Poetry
Sanguine
by Allison Grayhurst
One small awakening to accept
acceptance - a lethargic arm on my shoulder
weighing down. Air that is security has never been my ocean.
I have never been able to trigger kinships in a field of sunlight. No light
has more volume. I am content in places where my imagination can reign,
where definition is arbitrary, redundant, and not very useful.
I tried to love you, dive into your trachea, show
you the substance that enriches my cells. But we have
different vocations: I make windows. And you stand outside
with your scales of distraction, participating, socially at ease.
You have grown tall, wedded as you are to the world’s expectations.
What once was lean, marvellously eccentric, has become typical, robust
as an animated ideal. You gave up your awkward insecurities, replaced them
with suave affection and loveless sex. You are not warm,
though you feign warmth. You know how to act - teeth set in alignment,
and your apparel - clean of cat hairs, with the appropriate amount of ingenuity,
just enough to generate interest but not alarm.
Old people are getting older and dying, they can hardly believe
it has come down to this. They lose their lovers, have appendages
aching with weakness - fingers that cannot move on cue to stroke a cheek,
fingers that want to flesh out, plump up, become tantalizing again.
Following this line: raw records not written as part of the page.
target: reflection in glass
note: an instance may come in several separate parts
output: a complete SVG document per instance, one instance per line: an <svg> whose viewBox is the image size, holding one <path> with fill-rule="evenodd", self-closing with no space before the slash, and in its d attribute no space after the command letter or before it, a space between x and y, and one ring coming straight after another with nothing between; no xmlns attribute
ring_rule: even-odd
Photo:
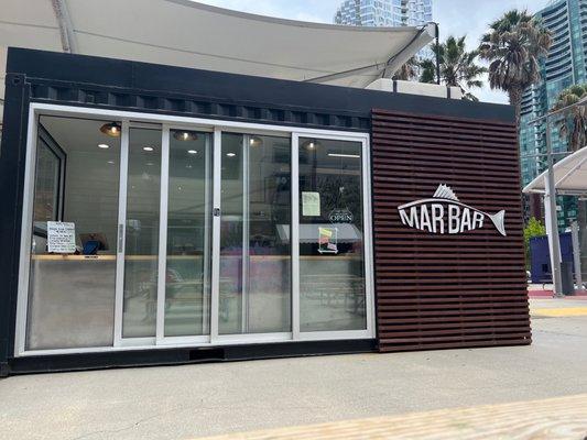
<svg viewBox="0 0 587 440"><path fill-rule="evenodd" d="M291 141L222 134L219 332L291 331Z"/></svg>
<svg viewBox="0 0 587 440"><path fill-rule="evenodd" d="M40 130L43 132L43 130ZM59 173L62 160L48 146L46 136L39 136L36 150L36 176L34 221L46 222L58 218Z"/></svg>
<svg viewBox="0 0 587 440"><path fill-rule="evenodd" d="M210 135L172 130L165 336L209 333Z"/></svg>
<svg viewBox="0 0 587 440"><path fill-rule="evenodd" d="M300 329L363 330L359 142L300 139Z"/></svg>
<svg viewBox="0 0 587 440"><path fill-rule="evenodd" d="M130 129L122 337L155 336L161 130Z"/></svg>
<svg viewBox="0 0 587 440"><path fill-rule="evenodd" d="M120 140L104 123L40 117L26 350L112 345ZM76 254L47 252L47 221L74 223Z"/></svg>

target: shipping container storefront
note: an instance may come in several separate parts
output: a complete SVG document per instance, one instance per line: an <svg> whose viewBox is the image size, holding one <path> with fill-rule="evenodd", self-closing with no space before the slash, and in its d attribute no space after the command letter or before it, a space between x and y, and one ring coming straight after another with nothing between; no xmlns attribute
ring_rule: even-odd
<svg viewBox="0 0 587 440"><path fill-rule="evenodd" d="M7 73L3 374L530 343L509 107L25 50Z"/></svg>

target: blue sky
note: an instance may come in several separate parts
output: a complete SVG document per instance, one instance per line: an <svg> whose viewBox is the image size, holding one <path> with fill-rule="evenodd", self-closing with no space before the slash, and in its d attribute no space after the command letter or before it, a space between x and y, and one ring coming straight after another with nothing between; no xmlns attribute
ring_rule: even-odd
<svg viewBox="0 0 587 440"><path fill-rule="evenodd" d="M341 0L199 0L216 7L238 11L280 16L284 19L331 23ZM487 23L513 8L535 12L548 0L433 0L434 21L441 24L442 37L467 35L469 47L477 45ZM479 99L489 102L507 102L502 92L489 87L474 91Z"/></svg>

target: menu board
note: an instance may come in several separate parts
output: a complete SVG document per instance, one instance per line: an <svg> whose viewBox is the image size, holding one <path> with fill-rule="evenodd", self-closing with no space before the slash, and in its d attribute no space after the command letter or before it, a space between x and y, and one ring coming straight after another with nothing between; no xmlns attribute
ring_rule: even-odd
<svg viewBox="0 0 587 440"><path fill-rule="evenodd" d="M319 217L320 216L320 194L302 193L302 216Z"/></svg>
<svg viewBox="0 0 587 440"><path fill-rule="evenodd" d="M75 223L47 221L47 251L56 254L75 253Z"/></svg>

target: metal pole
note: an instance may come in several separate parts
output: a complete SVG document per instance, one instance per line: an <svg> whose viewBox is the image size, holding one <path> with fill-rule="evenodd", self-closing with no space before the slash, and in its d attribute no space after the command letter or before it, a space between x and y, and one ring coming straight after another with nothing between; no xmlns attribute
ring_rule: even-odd
<svg viewBox="0 0 587 440"><path fill-rule="evenodd" d="M577 289L583 290L583 274L580 267L580 245L579 245L579 224L574 221L570 223L570 238L573 239L573 261L575 264L575 283Z"/></svg>
<svg viewBox="0 0 587 440"><path fill-rule="evenodd" d="M441 57L438 48L441 47L441 26L438 23L436 25L436 84L441 85Z"/></svg>
<svg viewBox="0 0 587 440"><path fill-rule="evenodd" d="M563 294L563 283L561 278L561 243L558 241L558 219L556 215L556 188L554 185L554 161L552 155L552 139L551 139L551 120L546 118L546 154L548 160L548 204L551 216L551 234L553 243L553 255L552 255L552 273L553 273L553 290L554 295Z"/></svg>

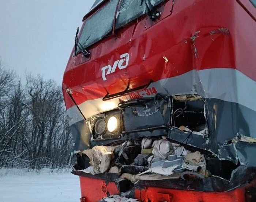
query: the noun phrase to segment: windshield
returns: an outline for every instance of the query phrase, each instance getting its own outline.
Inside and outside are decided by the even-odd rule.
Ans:
[[[119,28],[147,13],[146,2],[153,6],[164,0],[124,0],[117,13],[116,28]]]
[[[86,48],[99,41],[112,30],[118,0],[111,0],[86,20],[79,42]]]

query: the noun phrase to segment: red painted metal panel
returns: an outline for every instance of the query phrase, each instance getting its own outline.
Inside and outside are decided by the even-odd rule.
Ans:
[[[143,202],[245,202],[244,188],[226,192],[203,192],[147,187],[136,189],[135,198]]]
[[[118,194],[120,192],[116,183],[80,176],[81,195],[86,202],[98,201],[109,195]],[[82,199],[81,199],[81,200]]]
[[[172,15],[168,15],[167,8],[172,4],[169,0],[163,5],[166,8],[163,15],[167,17],[146,30],[145,25],[149,23],[146,15],[116,30],[117,37],[111,35],[92,46],[88,61],[81,55],[71,54],[64,73],[64,89],[72,89],[79,104],[102,97],[107,91],[110,94],[123,91],[129,79],[135,88],[151,79],[156,81],[193,69],[233,68],[256,81],[256,40],[252,40],[256,24],[244,7],[233,0],[177,1]],[[253,6],[250,6],[251,11]],[[103,81],[101,68],[113,65],[125,53],[130,54],[127,67],[117,68]],[[164,56],[168,63],[165,63]],[[68,109],[74,104],[65,97]]]

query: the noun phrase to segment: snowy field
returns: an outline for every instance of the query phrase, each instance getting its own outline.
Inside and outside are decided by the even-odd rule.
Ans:
[[[0,169],[0,202],[78,202],[79,179],[69,171]]]

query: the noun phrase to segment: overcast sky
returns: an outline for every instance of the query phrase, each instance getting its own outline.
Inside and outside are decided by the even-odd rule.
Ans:
[[[78,26],[94,0],[0,0],[0,57],[21,77],[27,71],[58,83]]]

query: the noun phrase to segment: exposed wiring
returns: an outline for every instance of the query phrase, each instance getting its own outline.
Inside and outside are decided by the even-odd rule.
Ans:
[[[187,141],[186,142],[186,143],[185,143],[185,144],[187,144],[187,143],[188,143],[188,139],[189,138],[189,136],[190,136],[190,135],[191,134],[192,134],[192,132],[193,132],[193,131],[189,133],[189,134],[188,134],[188,136],[187,137],[186,137],[186,138],[185,138],[185,139],[183,141],[182,141],[181,142],[181,143],[183,143],[186,140],[187,140]],[[173,152],[174,152],[174,151],[176,149],[177,149],[178,148],[180,147],[181,146],[181,145],[180,144],[180,145],[178,147],[177,147],[175,149],[174,149],[173,151],[171,153],[171,154],[170,154],[170,155],[171,154],[172,154],[173,153]],[[184,151],[184,150],[185,149],[185,147],[184,147],[184,148],[183,149],[183,150],[182,151],[182,152],[181,152],[181,155],[182,155],[182,154],[183,153],[183,152]]]

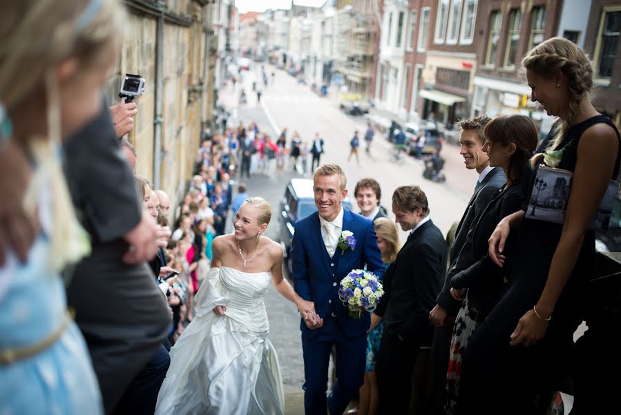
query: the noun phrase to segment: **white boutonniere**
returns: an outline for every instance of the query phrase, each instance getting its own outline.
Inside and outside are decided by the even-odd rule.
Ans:
[[[341,248],[341,255],[348,249],[354,250],[354,248],[356,248],[356,237],[354,237],[353,232],[343,230],[341,232],[341,237],[338,238],[338,248]]]

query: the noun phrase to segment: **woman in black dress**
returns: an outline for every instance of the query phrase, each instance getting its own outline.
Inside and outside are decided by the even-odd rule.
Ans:
[[[573,333],[583,318],[595,254],[589,225],[619,169],[619,133],[591,103],[593,67],[584,53],[555,37],[522,65],[532,100],[560,118],[539,149],[562,150],[557,167],[573,179],[564,223],[527,219],[521,210],[501,221],[490,239],[490,256],[505,265],[508,286],[464,351],[459,414],[545,413],[559,374],[571,363]],[[533,157],[523,181],[526,197],[543,160]],[[505,264],[510,230],[519,249]]]
[[[498,116],[483,131],[483,151],[490,159],[490,166],[502,168],[507,181],[475,219],[455,265],[449,271],[451,295],[463,303],[451,340],[446,374],[447,415],[455,413],[461,354],[497,301],[504,285],[504,270],[494,264],[488,255],[488,239],[501,219],[522,208],[519,183],[527,161],[537,147],[537,137],[535,124],[524,116]]]

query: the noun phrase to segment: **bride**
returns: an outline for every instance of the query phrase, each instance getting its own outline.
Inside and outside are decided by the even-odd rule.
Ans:
[[[270,278],[305,319],[318,317],[314,304],[283,278],[280,246],[262,235],[271,217],[269,204],[251,197],[235,216],[235,233],[213,239],[211,269],[196,296],[196,317],[171,349],[155,414],[284,413],[263,302]]]

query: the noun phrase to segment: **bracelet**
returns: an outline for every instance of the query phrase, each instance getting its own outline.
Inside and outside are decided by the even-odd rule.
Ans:
[[[537,305],[536,304],[533,306],[533,311],[535,311],[535,315],[536,315],[537,317],[540,320],[542,320],[544,322],[549,322],[551,320],[552,320],[551,315],[549,317],[548,317],[548,318],[544,318],[541,315],[539,315],[539,313],[537,312]]]

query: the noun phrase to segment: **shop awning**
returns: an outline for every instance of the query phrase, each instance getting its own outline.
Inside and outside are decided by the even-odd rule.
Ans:
[[[453,95],[447,92],[442,92],[437,89],[421,89],[420,95],[430,101],[435,101],[444,105],[450,107],[455,102],[464,102],[466,98],[459,95]]]

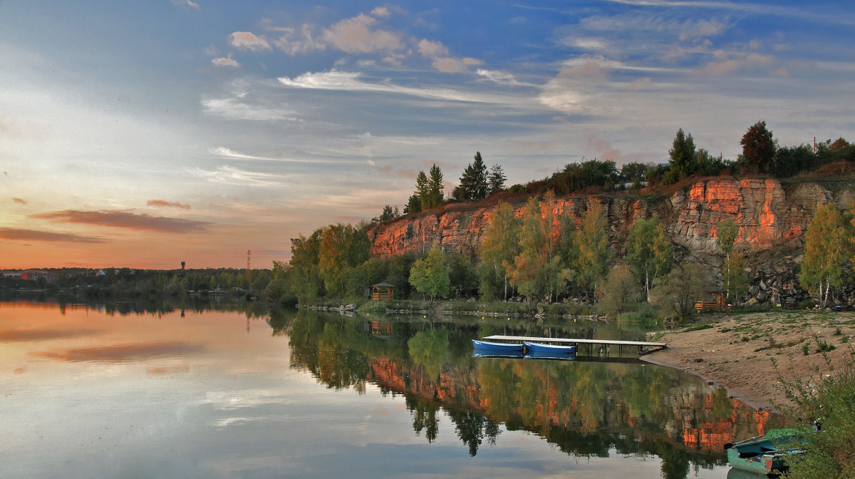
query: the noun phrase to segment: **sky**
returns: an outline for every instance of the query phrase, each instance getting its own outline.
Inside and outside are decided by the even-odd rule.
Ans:
[[[270,268],[476,151],[852,141],[852,45],[849,1],[0,0],[0,269]]]

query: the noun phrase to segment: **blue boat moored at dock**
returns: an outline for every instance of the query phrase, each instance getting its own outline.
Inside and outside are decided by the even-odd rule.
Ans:
[[[478,340],[472,340],[472,346],[475,349],[481,349],[484,351],[490,352],[519,352],[522,353],[522,343],[514,344],[514,343],[494,343],[490,341],[481,341]]]
[[[575,346],[556,346],[543,343],[534,343],[531,341],[522,341],[522,346],[526,346],[526,352],[545,352],[551,356],[560,354],[575,354]]]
I have taken you with my fingers, awakening the soft space between
your naval and groin. I have laid across, massaged every ounce of need
into the vulnerable region separating your hipbones. And I would go further.
But you have no natural shade,
and it is too exhausting to keep toting around your wears.
You supplied me with inspiration. The postage is paid.
I must move closer to the edge of the road for you. I must make room,
walk past, surpass, enter
my Rosewood red front door, without.